Serve with a big, buttery white Burgundy. We were lucky enough to have the 1995 J. M. Boillot Premier Cru Puligny Montrachet “Les Pucelles.” It’s truly remarkable how well big Burgundies can age and become all that chardonnay should be (and rarely is). (Oh, “pucelles” means “young women” or “virgins,” not “little fleas”!)
To both begin and end the meal, Betsey delved into her British repertoire. For starters, she served us soused shrimp –a Delia Smith recipe which we had alongside freshly dug radishes, quail eggs, and my celery salt (see April 1, 2008, for the Roger Vergé recipe).

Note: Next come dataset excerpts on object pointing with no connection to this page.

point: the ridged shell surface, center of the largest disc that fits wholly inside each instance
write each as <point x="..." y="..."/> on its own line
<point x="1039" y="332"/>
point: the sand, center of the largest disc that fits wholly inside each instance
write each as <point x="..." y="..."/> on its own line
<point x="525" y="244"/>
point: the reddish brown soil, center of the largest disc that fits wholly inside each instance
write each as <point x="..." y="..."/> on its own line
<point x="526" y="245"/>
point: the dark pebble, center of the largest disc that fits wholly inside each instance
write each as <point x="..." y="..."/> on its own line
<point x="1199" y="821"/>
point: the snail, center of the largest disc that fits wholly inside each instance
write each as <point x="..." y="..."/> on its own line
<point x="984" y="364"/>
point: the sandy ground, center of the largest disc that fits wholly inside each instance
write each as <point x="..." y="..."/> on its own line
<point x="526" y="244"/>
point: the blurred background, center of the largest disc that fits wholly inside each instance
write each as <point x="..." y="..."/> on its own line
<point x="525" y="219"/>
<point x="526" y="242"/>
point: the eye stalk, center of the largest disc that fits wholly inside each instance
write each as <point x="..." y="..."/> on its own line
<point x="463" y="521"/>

For dessert, we had the gloriously simple and perfectly seasonal Eton Mess, a dish of fresh strawberries, pieces of meringue, and whipped cream. Le Pain Quotidien bakeries in the Washington area make loaf-sized merinques that aren’t too sweet and are the perfectly light and crunchy ingredient for this old-fashioned sweet. This international chain of bakeries doesn’t do everything perfectly, but they’ve got the meringues down pat!
For breakfast on Sunday, Betsey perfectly, lightly scrambled just-laid eggs, to which we added a dollop of caviar and tossed it all back with a glass of the last of the 2004 Chappellet Dry Chenin Blanc. This Chappellet wine was widely touted as being the only chenin blanc that matched the legendary wines of the Loire Valley, but in 2005 the family dug up the vines. I guess it just wasn’t selling well enough.
It’s really too bad, because, like the grand, aged Puligny Montrachet I mentioned above, this wine was everything you would expect from Chenin Blanc, with bright fruit aromas and enough citrusy acid to cut through the heaviest meal of fried chicken or the sweet onion tart I published at the end of May.
What a great weekend, and I even came home with grilled quail, sweet onions, and lamb sausages that we cooked but simply couldn’t eat!